Objective: The study objective was to describe urban African American elders' attitudes and beliefs about end of life (EOL) care, knowledge of options for EOL care, and their expectations of health care providers. The results of this study provide a foundation for designing culturally sensitive interventions for EOL care.
Design: A focused ethnographic approach was used. Focused ethnographies are time-limited studies with a discrete population. The purpose of this approach is to search for cultural meanings from the point of view of persons' in the cultural group and is based on the belief that cultural knowledge can be described and understood.
Population, sample, setting, years: The population is urban African American elders age 55 and older. A purposive sample included African American elders, clergy,church lay leaders, parish nurses, and funeral directors serving the African American community. The religious community and parish nurses provided access to African American elders. Clergy and parish nurses were asked to identify key informants. The investigator attended churches services and meetings to explain the study. Church congregations were over 90% African American and represented various denominations. The setting was five central city churches in a large midwestern city. Each church interview included five elders, one clergy, and one lay leader. The total number of interviews from churches included 25 elders, five clergy, and five lay leaders. Also two funeral directors were interviewed. Data collection took place over two years (2000-2001).
Concept or variables studied: Variables included beliefs, attitudes and knowledge about EOL care of urban African American elders. These variables can be interpreted through the lens of culture. Culture is performative and interpretive providing a framework for studying EOL care. It is a blueprint for living and includes the shared beliefs, values, and customs of people.
Methods: Semi-structured audio taped interviews and field notes were the primary data collection methods. A community advisory board comprised of clergy, parish nurses, lay elder, and funeral director was convened to ensure community participation in the study. The community advisory board was a cultural broker or mediator between two cultural groups, giving the perspective of persons in that culture. Data analysis and collection occurred simultaneously using ethnographic analysis described by Spradely and Lofland & Lofland. Data were compared and contrasted using multiple coders to identify major categories. Overall themes and subcategories of themes were identified. Aggregate data were reviewed with the advisory board to enhance the validity of he investigator's interpretation of data
Findings: Religion and spirituality have a significant influence on African American elder's beliefs about dying, death, and care at the end of life. Death is not feared, it is a life transition and referred to as "homegoing." Older adults believe God decides when it is time to die. They want to die with dignity and respect, as one pastor sang from a hymn "I want to die easy Lord." African American elders are family oriented and expressive. It is important for all family members to be present and grieve the loss of a loved one. "The phones start ringing until everyone is there," explained a parish nurse. Older adults lacked knowledge of options for end of life care, for example hospice is under utilized. One woman commented "they don't tell us about these things." Older adults identified that health providers do not take time to explain treatments and options; they are in "too much of a hurry." Parish nurses act as a mediator between the health care system and older adults interpreting information about health care and family choices. Clergy would welcome collaboration with health care providers in EOL care.

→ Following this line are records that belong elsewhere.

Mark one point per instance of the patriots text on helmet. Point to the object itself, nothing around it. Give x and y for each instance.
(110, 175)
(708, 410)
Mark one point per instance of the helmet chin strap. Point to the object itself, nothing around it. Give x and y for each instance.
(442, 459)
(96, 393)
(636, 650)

Conclusions: Competent and compassionate care for dying persons includes understanding cultural influences on EOL care. Health care providers need to learn about the beliefs and values of clients. African American elders have been denied options throughout life and would question why EOL care would be any different. Religion is an integral part of the community and has played a pivotal role in the life of the community. As such, it is an important resource for providing education on EOL care. Clergy and parish nurses are in a position to be advocate for community members.
Implications: Changes need to be made in practice to accommodate EOL cultural differences. Health care providers and clergy should collaborate to address barriers to culturally competent EOL care. Outreach educational programs on available EOL options need to be developed as well as programs for staff on EOL cultural differences. Further research needs to be done on culture and EOL care.